Dr. Raj N. Sureja: About three years ago we started getting questions from patients who were hearing about stem cell treatments in other parts of the country. I think the impetus for us was really when several local high school football players were sent to Colorado where there's a stem cell center. The center helped those who wanted to get back on the field faster, but who also wanted to avoid surgery — and the folks that visited the center were getting such good results. We felt we had to offer that type of option, so we did our research on what they were doing. We realized that regenerative medicine was something we could incorporate into our center in Virginia. At the time, there wasn't anyone else offering these treatments in our area, and we really felt this was a need that was not being met; I believe we were the first in our area to offer amniotic and bone marrow aspirated stem cell treatments.
Q: What benefits can regenerative medicine provide patients, beyond the services of traditional orthopedic care?
RS: Traditional orthopedic care focuses on repairing or removing damaged tissue, such as cutting out cartilage that may be torn — in joint replacements, the entire joint is removed and replaced with an artificial joint. Regenerative medicine actually works to repair the damage, slow down the degeneration or naturally eliminate chronic inflammation. Regenerative medicine techniques are often an option for folks who do not want surgery, regard surgery as a last option or cannot go under anesthesia to have surgery, due to a medical condition like heart disease or lung disease. Regenerative medicine is a great option for these folks.
Traditional orthopedic care also uses cortisone, which can cause tissue damage over time. By using stem cells and platelet rich plasma, either with patients' own cells or with outside stem cells, you can repair the problem without causing any further side effects. Our initial results from the year-and-a-half that we've had this program have already been really good. We've seen patients back for their one-year follow up appointment, and they're still doing much better with both pain and function.
Q: What is the most important lesson you learned while putting the program in place?
RS: For regenerative medicine, both the platelet rich plasma injections and stem cell injections are considered experimental by most insurance companies. Our biggest challenge has been convincing the insurers that this is a valuable option for patients that should be covered.
Right now, there are plenty of retrospective studies and case reports that show the benefit of regenerative medicine. I think what's really going to help us in the coming years are the prospective studies and the randomized control trials that are starting to come out, which are showing the benefit of regenerative medicine compared with surgery or cortisone injections. I think that will help us get coverage for these procedures over time.

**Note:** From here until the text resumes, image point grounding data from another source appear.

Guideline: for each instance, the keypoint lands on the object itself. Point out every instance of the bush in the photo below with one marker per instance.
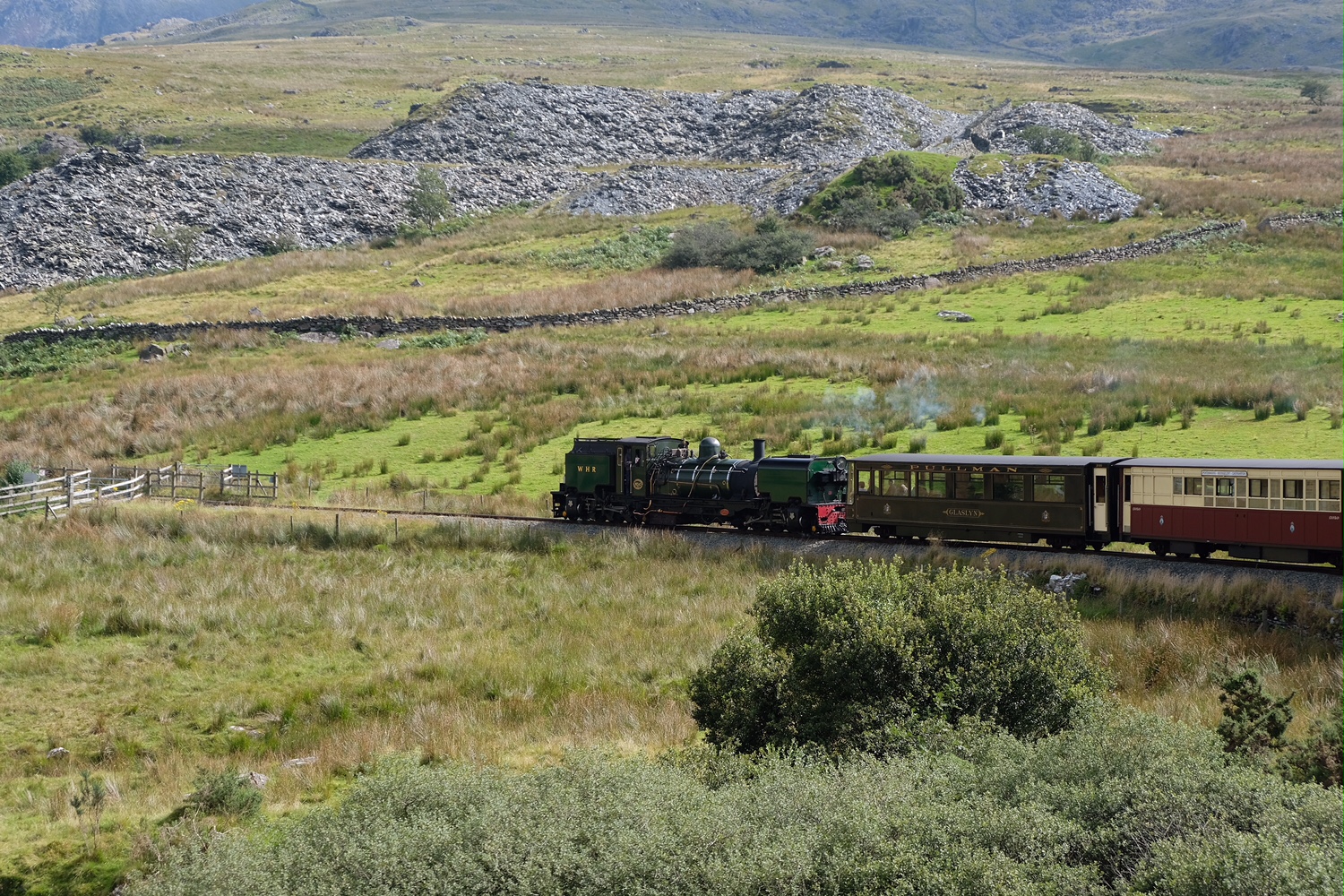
(884, 195)
(1126, 802)
(223, 793)
(1253, 721)
(851, 656)
(429, 201)
(771, 246)
(13, 167)
(1316, 91)
(1053, 142)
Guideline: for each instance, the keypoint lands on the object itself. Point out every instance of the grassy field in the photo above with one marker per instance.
(153, 641)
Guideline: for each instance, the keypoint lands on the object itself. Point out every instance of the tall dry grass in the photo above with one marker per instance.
(1250, 172)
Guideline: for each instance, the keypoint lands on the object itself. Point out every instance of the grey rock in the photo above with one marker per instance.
(1040, 185)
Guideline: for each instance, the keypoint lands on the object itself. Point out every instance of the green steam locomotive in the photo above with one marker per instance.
(658, 481)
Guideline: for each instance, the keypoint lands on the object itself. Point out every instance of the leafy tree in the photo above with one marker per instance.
(182, 245)
(1316, 91)
(1253, 721)
(1053, 142)
(771, 246)
(429, 202)
(13, 471)
(857, 656)
(54, 298)
(13, 166)
(223, 793)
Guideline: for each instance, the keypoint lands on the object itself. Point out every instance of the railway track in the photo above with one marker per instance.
(866, 540)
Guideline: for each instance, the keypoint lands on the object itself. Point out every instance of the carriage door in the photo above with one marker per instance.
(1126, 495)
(1099, 522)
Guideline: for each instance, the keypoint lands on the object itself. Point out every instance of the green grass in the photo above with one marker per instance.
(153, 641)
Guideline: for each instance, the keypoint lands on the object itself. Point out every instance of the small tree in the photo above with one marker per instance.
(429, 202)
(182, 245)
(857, 656)
(54, 298)
(1316, 91)
(89, 799)
(1253, 721)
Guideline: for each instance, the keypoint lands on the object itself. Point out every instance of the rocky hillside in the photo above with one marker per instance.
(112, 214)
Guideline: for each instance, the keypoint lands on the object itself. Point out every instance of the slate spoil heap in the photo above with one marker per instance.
(105, 212)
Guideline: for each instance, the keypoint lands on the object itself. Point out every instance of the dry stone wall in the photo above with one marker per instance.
(328, 328)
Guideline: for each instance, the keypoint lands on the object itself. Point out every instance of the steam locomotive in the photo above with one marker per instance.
(658, 481)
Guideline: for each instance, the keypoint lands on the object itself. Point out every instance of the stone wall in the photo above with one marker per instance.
(392, 327)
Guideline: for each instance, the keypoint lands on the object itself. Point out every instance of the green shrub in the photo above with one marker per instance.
(13, 167)
(884, 195)
(771, 246)
(1051, 142)
(636, 247)
(1253, 721)
(223, 793)
(1123, 804)
(849, 656)
(429, 201)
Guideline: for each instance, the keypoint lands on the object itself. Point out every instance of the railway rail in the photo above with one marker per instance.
(868, 540)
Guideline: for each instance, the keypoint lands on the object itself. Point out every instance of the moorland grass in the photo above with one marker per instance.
(152, 641)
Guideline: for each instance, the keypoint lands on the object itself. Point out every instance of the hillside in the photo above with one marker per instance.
(1140, 34)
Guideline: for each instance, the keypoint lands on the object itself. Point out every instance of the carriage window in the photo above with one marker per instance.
(894, 484)
(1011, 487)
(1048, 487)
(932, 485)
(970, 487)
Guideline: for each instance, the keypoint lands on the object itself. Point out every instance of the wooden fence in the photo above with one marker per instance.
(56, 492)
(201, 481)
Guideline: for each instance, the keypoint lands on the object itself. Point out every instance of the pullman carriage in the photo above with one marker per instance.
(1255, 509)
(1061, 500)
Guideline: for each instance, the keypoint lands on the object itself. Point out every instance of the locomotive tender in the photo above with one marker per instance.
(658, 481)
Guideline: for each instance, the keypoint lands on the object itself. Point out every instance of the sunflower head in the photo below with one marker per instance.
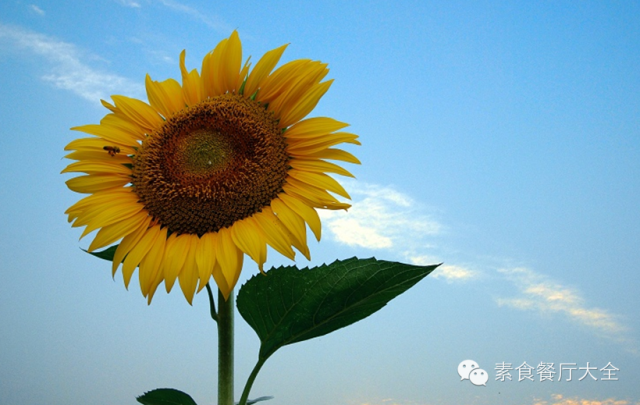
(209, 170)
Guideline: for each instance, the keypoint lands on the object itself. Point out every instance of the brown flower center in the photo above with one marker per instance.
(211, 164)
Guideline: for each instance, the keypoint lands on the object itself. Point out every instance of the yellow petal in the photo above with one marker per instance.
(212, 83)
(262, 69)
(307, 213)
(312, 145)
(139, 112)
(318, 166)
(111, 216)
(280, 80)
(192, 87)
(229, 256)
(150, 265)
(312, 196)
(276, 234)
(175, 257)
(109, 134)
(166, 97)
(305, 105)
(221, 281)
(120, 121)
(319, 180)
(97, 182)
(111, 233)
(102, 155)
(294, 223)
(315, 126)
(188, 277)
(247, 236)
(138, 252)
(206, 258)
(306, 77)
(231, 61)
(128, 243)
(331, 154)
(97, 144)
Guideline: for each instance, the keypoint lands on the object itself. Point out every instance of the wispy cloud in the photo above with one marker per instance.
(380, 218)
(540, 293)
(383, 218)
(36, 9)
(557, 399)
(129, 3)
(209, 20)
(66, 68)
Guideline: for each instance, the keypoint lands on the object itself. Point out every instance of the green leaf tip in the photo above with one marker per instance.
(106, 254)
(165, 396)
(253, 401)
(292, 305)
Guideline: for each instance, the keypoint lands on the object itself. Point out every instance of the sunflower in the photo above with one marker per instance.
(210, 170)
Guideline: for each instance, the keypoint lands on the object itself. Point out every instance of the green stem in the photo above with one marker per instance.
(250, 380)
(212, 304)
(225, 349)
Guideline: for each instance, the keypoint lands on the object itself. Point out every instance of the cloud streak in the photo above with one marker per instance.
(382, 218)
(211, 21)
(66, 68)
(540, 293)
(558, 399)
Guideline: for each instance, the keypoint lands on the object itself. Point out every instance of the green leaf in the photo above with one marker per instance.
(260, 399)
(106, 254)
(165, 396)
(288, 305)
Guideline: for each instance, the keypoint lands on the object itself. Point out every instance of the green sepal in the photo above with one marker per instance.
(253, 401)
(106, 254)
(241, 91)
(165, 396)
(288, 305)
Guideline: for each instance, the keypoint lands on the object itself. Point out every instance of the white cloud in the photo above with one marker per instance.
(454, 273)
(36, 9)
(66, 67)
(540, 293)
(380, 218)
(211, 21)
(129, 3)
(557, 399)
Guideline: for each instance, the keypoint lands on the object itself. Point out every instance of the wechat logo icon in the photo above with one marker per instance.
(469, 370)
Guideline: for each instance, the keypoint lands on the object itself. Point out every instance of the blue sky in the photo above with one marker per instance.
(501, 138)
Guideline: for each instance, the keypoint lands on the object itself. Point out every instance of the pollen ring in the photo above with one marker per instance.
(211, 164)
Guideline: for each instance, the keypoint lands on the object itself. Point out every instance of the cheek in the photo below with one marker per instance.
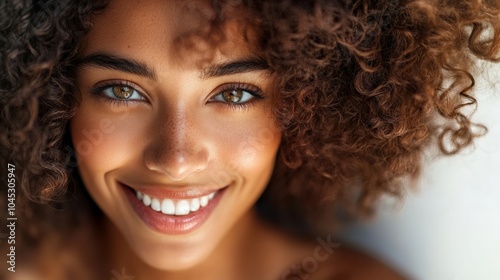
(250, 149)
(102, 142)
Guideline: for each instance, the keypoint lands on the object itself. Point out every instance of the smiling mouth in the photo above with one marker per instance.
(173, 212)
(177, 207)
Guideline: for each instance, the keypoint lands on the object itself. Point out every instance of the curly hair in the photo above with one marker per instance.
(364, 87)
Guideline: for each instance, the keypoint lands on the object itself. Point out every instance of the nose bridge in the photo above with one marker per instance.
(176, 149)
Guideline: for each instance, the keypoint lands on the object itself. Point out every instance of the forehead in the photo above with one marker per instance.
(185, 32)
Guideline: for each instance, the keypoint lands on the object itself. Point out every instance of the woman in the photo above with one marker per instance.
(176, 117)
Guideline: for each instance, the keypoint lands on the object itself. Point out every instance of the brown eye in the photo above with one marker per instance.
(233, 96)
(122, 92)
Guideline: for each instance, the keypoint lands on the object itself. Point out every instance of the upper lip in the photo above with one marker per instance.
(174, 192)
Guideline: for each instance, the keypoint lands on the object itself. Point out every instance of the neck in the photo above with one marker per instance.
(226, 262)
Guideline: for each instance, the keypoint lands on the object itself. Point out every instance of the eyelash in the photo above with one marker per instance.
(98, 90)
(257, 94)
(252, 90)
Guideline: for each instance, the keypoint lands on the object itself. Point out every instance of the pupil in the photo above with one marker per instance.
(122, 92)
(233, 95)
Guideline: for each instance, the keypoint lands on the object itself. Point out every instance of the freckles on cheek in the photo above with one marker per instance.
(254, 148)
(100, 142)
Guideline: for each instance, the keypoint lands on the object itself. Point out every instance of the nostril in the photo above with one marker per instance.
(177, 164)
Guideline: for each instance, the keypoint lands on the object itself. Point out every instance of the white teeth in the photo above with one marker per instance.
(146, 200)
(195, 204)
(204, 201)
(168, 207)
(155, 204)
(175, 207)
(182, 207)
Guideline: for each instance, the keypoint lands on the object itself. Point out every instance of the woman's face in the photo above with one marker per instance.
(184, 122)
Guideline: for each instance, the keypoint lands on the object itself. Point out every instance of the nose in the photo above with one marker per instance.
(176, 149)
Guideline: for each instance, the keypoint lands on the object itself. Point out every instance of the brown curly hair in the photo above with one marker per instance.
(364, 86)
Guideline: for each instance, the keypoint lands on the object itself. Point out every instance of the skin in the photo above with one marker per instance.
(177, 134)
(175, 137)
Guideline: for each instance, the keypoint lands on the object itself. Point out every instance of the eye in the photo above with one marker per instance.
(121, 92)
(234, 96)
(237, 94)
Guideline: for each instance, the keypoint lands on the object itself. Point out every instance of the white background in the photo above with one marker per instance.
(449, 229)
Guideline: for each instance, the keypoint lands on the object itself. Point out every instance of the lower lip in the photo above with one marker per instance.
(169, 224)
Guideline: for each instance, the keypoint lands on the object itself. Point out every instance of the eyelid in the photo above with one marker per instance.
(252, 89)
(100, 86)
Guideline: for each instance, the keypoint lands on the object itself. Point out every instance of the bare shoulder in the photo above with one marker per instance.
(350, 264)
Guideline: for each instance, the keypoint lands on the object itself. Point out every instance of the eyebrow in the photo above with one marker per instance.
(114, 62)
(234, 67)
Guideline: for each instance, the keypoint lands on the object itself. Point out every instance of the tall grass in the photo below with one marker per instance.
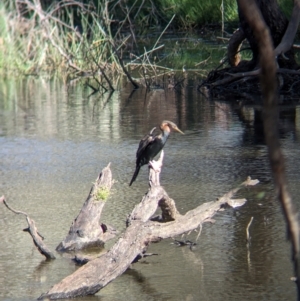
(34, 40)
(75, 38)
(192, 13)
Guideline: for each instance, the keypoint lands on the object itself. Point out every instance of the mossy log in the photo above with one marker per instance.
(141, 231)
(87, 231)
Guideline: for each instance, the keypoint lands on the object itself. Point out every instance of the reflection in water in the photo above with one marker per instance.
(55, 140)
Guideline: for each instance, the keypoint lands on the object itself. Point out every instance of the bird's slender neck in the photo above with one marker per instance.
(165, 133)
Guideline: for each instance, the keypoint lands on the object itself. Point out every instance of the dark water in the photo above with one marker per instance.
(55, 140)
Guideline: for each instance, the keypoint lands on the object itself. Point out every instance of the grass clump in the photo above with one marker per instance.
(102, 194)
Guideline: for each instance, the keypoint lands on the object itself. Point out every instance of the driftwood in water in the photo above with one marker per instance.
(86, 230)
(141, 231)
(38, 239)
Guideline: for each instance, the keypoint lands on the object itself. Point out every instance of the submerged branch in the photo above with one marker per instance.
(32, 230)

Another challenge, of course, is cost for the patient — not everybody can afford to pay out of pocket for this option, but we're hoping that if we are able to show the insurance companies that we're getting great results, and avoiding surgery, I think in the long-run this will be a cost-savings decision for insurers.
Q: The FDA recently held a public hearing about stem cells and regenerative medicine, to receive feedback on the guidelines it's developing. What role do you think the FDA should play in shaping the landscape for regenerative medicine research and programs?
RS: I think the FDA plays an important role, because it prevents providers from essentially offering "snake oil" without safety or efficacy data. The FDA ensures people are conducting appropriate randomized control trials that show the benefit of the therapy that's being proposed. For regenerative medicine to be done safely, you have to have regulations in place that ensure the treatments we're offering, like amniotic stem cells, are processed safely under strict standards at an FDA-regulated laboratory.
As with anything in medicine, we won't know the long-term effects for quite some time, as far as how long these procedures will last and what other uses there are for stem cells, like Alzheimer's, or spinal cord injury or cancer. We need research to be conducted under FDA guidelines and for the cells to be obtained safely at an FDA-regulated laboratory, but if those guidelines and conditions are met, then stem cells can be an effective treatment option. It's a pretty exciting time to be involved with stem cell treatment — we're shaping the future of how these treatments are used.